Bad news: it is now hitting:
../bin/spread1d_test: error while loading shared libraries: libcuda.so.1: cannot open shared object file: No such file or directory
I'm not really familiar with how these containers are set up, so I'm not sure where this library would be located?
I'm not really familiar with how these containers are set up, so I'm not sure where this library would be located?
This line https://github.com/flatironinstitute/cufinufft/blob/bb1453dfe9dc12159e8e346eae79ad4d71fd566f/ci/docker/cuda10.1/Dockerfile-x86_64#L72 sets the necessary environment variable. Try invoking make check
after it.
@janden I believe the most recent change I made matches what you suggested, but the Jenkins build still fails.
Looks like the LD_LIBRARY_PATH
is still incorrect. Let me try something.
So I think I know what's happening. The way the docker image is set up, it doesn't actually have access to the GPU during the build phase. At this point, all that's happening is that the library is being compiled, so it doesn't actually need the GPU. Later, when we're testing, we do use the GPU, which is why Jenkins runs the docker image with the --gpus 1
flag set (otherwise we'd see the same crash during pytest
).
It may be possible to give the docker image access to the GPU during the build phase, but this seems complicated. I therefore suggest you move the make check
invocation back into the Jenkinsfile. Then we get back to the original problem that Jenkins won't run it until it's in master, but we'll just have to merge it in and see what happens.
Ok, I have reset this PR to its original form, adding the make check
line to Jenkinsfile.
However, I really think you should check the Jenkins configuration first. As you can see at the link below, one of the options to configure the contents of a Jenkinsfile is through the admin UI. If this is how the instance is currently set up, it literally won't matter what is in the master
branch (or anything else, aside from the UI).
https://www.jenkins.io/doc/book/pipeline/getting-started/#through-the-classic-ui
You'll want to double check that you've followed these instructions to make sure you're pulling the Jenkinsfile from the repository itself:
https://www.jenkins.io/doc/book/pipeline/getting-started/#defining-a-pipeline-in-scm
I don't see anything in there that would suggest that it only pays attention to certain branches (which is why I'm suggesting double checking that it's not configured via the UI).
I don't have admin access to Jenkins, so there is no good way for me to verify or modify these settings.
It looks like Jenkins doesn't trust the Jenkinsfile in this PR (see https://jenkins.flatironinstitute.org/job/cufinufft/indexing/events), but it does trust the one from master.
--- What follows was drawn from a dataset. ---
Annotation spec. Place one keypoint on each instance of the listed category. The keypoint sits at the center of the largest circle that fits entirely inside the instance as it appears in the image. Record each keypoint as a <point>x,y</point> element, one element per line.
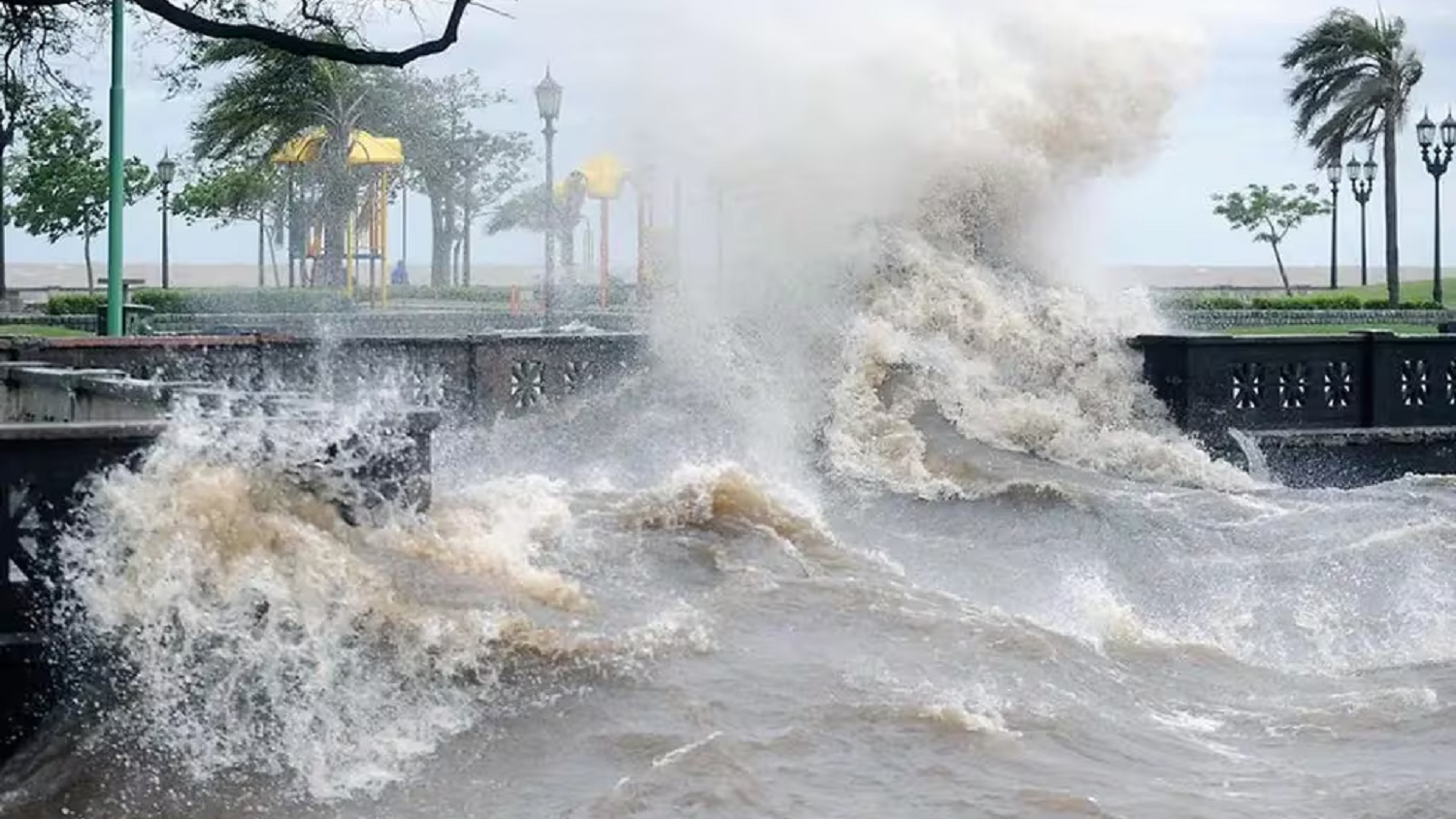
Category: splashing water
<point>1095,618</point>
It might trust it if the PR comes from this repository. Will give it a try. Otherwise it won't hurt to just merge it.
Ok. Looks like my hypothesis was correct.
I suggest we close this PR, undraft #134, and continue there. Since it's a branch on the main repository, Jenkins trusts the Jenkinsfile, so we can make any changes we want there and it should show up in the CI.
Looks like make check
ran in master. Thanks all!
I noticed that
make check
is not being run in Jenkins. I'm adding it because I suspect there are failures in the test suite that aren't being caught at the moment.